Astenosferin aksine, litosfer nispeten katıdır; yani, sorunsuz akmayan kayalık bir kabuğa sahiptir.

Bununla birlikte, kapağı sürekli değildir fakat yüzeyler tarafından düşük hızlarda hareket eden bir düzine plakadan oluştuğundan bölünmüştür. Astenosferin ritmi değişmekle birlikte litosferin ritmi hafif bir yer değiştirme gibi görünmektedir.

yoğunluk

Astenosfer yüksek yoğunluklu bir tabakadır, bu nedenle erimiş mineralleri çok yıllık bir şekilde akar.

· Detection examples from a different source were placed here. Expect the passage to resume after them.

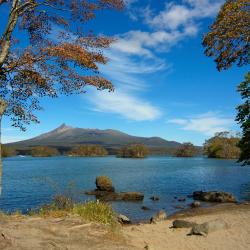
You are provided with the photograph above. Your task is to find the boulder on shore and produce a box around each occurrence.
[193,191,236,203]
[95,176,115,192]
[117,214,131,224]
[150,195,160,201]
[150,210,167,223]
[190,201,201,208]
[173,220,197,228]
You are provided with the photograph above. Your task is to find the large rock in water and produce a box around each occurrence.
[85,190,144,201]
[95,176,115,192]
[193,191,236,203]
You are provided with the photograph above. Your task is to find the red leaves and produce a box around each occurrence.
[203,0,250,70]
[0,0,124,129]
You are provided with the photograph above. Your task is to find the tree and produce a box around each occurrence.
[117,144,149,158]
[203,0,250,70]
[69,145,108,156]
[204,132,240,159]
[203,0,250,164]
[31,146,59,157]
[1,145,17,157]
[0,0,123,192]
[175,142,197,157]
[236,72,250,165]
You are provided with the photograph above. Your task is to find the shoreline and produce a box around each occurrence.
[0,202,250,250]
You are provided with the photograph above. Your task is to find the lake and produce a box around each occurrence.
[0,156,250,221]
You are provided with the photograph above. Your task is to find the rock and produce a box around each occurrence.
[141,206,150,211]
[190,201,201,208]
[150,196,160,201]
[144,244,154,250]
[95,176,115,192]
[174,205,185,209]
[173,220,197,228]
[85,190,144,201]
[189,219,228,236]
[178,197,186,202]
[193,191,236,203]
[117,214,131,224]
[121,192,144,201]
[150,210,167,223]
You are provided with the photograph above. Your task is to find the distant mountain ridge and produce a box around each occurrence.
[8,124,180,152]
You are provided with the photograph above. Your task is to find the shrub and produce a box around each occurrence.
[175,142,197,157]
[31,146,59,157]
[72,201,117,226]
[117,144,149,158]
[69,145,108,156]
[204,132,240,159]
[1,145,17,157]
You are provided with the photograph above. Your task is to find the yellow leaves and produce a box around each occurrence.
[203,0,250,70]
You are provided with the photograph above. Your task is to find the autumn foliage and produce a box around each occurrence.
[203,0,250,70]
[0,0,123,129]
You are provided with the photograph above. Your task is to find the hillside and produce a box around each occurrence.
[9,124,180,154]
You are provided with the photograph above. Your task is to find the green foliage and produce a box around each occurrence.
[175,142,198,157]
[72,200,117,226]
[31,146,59,157]
[1,145,17,157]
[69,145,108,156]
[117,144,149,158]
[204,132,240,159]
[236,72,250,165]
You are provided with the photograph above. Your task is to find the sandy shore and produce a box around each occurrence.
[0,204,250,250]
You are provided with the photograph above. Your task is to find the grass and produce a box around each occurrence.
[72,201,117,226]
[34,195,118,228]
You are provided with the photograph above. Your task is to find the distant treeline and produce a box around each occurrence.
[2,132,240,159]
[117,144,149,158]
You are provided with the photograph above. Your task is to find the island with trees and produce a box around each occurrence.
[1,145,17,157]
[204,132,241,159]
[31,146,60,157]
[117,144,149,158]
[67,145,108,157]
[174,142,198,157]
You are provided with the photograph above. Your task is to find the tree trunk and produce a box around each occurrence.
[0,98,7,196]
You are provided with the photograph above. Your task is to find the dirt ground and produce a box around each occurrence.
[0,205,250,250]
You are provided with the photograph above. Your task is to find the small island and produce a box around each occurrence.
[117,144,149,158]
[31,146,60,157]
[175,142,198,157]
[204,132,241,159]
[68,145,108,157]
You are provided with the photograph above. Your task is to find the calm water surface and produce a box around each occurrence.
[0,156,250,221]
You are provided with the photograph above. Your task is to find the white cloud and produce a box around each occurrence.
[145,0,224,30]
[112,25,198,58]
[167,112,234,136]
[90,89,161,121]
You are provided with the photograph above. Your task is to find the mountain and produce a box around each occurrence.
[8,124,180,153]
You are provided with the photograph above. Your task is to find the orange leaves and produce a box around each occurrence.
[203,0,250,70]
[45,43,107,70]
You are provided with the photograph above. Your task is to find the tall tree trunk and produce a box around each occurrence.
[0,98,7,196]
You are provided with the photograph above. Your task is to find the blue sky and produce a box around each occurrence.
[2,0,246,145]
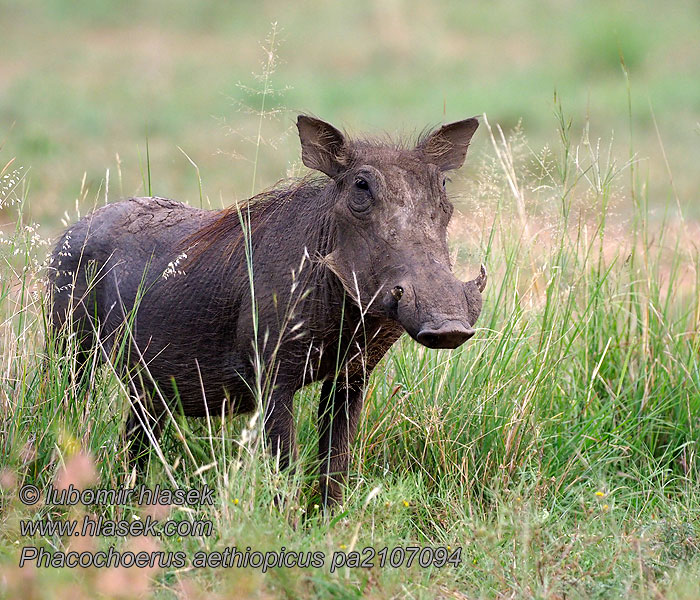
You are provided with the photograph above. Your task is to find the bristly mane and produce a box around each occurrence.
[181,128,424,262]
[182,175,328,262]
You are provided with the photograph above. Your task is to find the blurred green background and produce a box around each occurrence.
[0,0,700,232]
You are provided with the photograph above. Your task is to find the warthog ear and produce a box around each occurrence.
[297,115,348,177]
[418,117,479,171]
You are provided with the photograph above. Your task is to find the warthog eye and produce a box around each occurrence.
[355,177,369,190]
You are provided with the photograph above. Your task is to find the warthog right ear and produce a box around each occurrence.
[297,115,348,177]
[418,117,479,171]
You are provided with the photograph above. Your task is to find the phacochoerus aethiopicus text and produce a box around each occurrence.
[49,116,486,504]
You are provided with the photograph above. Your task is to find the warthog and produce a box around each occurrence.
[50,116,486,504]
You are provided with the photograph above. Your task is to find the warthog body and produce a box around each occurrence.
[50,116,486,502]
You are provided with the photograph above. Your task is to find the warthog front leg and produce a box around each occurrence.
[318,380,364,506]
[265,389,297,470]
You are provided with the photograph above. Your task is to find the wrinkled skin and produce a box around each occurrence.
[49,116,486,504]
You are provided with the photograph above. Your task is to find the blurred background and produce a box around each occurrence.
[0,0,700,233]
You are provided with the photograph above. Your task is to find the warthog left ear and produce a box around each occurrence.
[418,117,479,171]
[297,115,348,177]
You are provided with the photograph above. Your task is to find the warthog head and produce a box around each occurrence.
[297,116,486,348]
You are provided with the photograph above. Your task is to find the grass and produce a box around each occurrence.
[0,84,700,598]
[0,0,700,225]
[0,0,700,599]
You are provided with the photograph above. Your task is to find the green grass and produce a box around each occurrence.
[0,0,700,227]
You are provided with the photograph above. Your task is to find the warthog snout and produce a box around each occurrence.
[416,321,476,348]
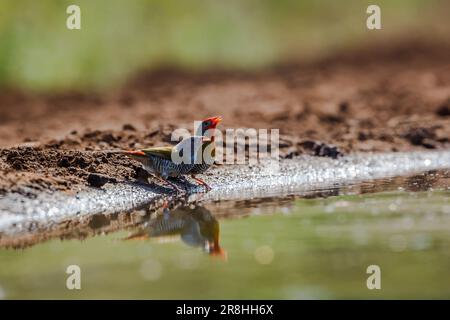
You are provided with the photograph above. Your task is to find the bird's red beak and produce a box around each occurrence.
[124,150,145,157]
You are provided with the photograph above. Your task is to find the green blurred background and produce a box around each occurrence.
[0,0,450,91]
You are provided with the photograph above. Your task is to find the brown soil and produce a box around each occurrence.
[0,43,450,194]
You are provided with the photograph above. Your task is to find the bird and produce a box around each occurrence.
[189,117,222,190]
[124,136,211,192]
[124,205,227,260]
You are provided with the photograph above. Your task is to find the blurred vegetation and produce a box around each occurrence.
[0,0,448,90]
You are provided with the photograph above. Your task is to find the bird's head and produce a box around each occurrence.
[123,150,146,160]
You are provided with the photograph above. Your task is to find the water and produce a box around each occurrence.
[0,171,450,299]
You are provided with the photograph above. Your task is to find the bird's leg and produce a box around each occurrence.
[149,175,184,193]
[191,175,211,191]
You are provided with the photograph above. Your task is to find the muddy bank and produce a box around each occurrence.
[0,151,450,246]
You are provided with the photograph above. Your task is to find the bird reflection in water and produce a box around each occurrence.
[126,206,227,260]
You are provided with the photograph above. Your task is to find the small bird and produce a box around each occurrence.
[189,117,222,190]
[124,136,211,191]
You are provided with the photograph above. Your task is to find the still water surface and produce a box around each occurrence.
[0,171,450,299]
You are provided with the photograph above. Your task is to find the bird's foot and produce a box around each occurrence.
[192,176,211,192]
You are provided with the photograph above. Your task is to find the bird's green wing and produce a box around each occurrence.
[142,146,173,160]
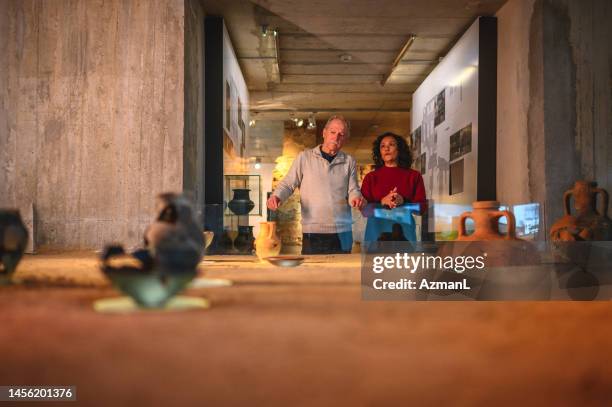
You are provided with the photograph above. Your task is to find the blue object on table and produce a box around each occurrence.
[364,203,420,242]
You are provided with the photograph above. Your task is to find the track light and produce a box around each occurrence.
[307,113,317,130]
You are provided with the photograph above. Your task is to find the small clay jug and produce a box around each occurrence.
[234,226,255,254]
[457,201,517,241]
[255,222,281,261]
[550,180,612,241]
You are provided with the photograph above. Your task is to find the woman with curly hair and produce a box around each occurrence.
[361,132,426,241]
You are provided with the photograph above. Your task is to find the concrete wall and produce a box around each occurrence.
[0,0,184,248]
[183,0,205,220]
[497,0,612,233]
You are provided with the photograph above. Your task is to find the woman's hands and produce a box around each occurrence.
[380,187,404,209]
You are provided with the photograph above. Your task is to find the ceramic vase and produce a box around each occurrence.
[227,188,255,216]
[550,180,612,242]
[457,201,517,241]
[255,222,281,260]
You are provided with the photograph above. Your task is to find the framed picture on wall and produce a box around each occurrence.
[225,81,232,133]
[238,98,246,157]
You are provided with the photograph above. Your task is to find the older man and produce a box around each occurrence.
[267,116,367,254]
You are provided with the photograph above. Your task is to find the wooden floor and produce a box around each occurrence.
[0,253,612,406]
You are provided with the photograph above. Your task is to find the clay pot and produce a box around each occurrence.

Öte yandan, litosferin mineralleri büyük bir basınç ve sıcaklık altındadır ve sismik dalgalarının mekanizmasını hızlandırma anında daha sert ve süreksiz hale gelmektedir.

Astenosferin aksine, jeologlar iki litoferin varlığını ispatladı: bir okyanus ve bir kıta.

Neden varlığı tartışmalı?

Astenosferin varlığı, düşük sismik hıza sahip evrensel bir kayalık alan olarak incelenmeye başladığından beri problemleşmiştir. Bu anlamda, okyanusa ait olmayan kıta litosferinin altındaki katman sorgulanmaktadır.

Jeoloji uzmanları için, bu kıta tabakası, gezegenin sayısız bölgesinde toprakların farklı şekilde geliştiği basit gerçeği nedeniyle yoktur.

Ayrıca, mekanik dalgaların hareketlerinin zamanın yörüngesine uymadığı sismik tomografi alanında gerçekleşen hızlı büyüme de büyük etkiye sahiptir.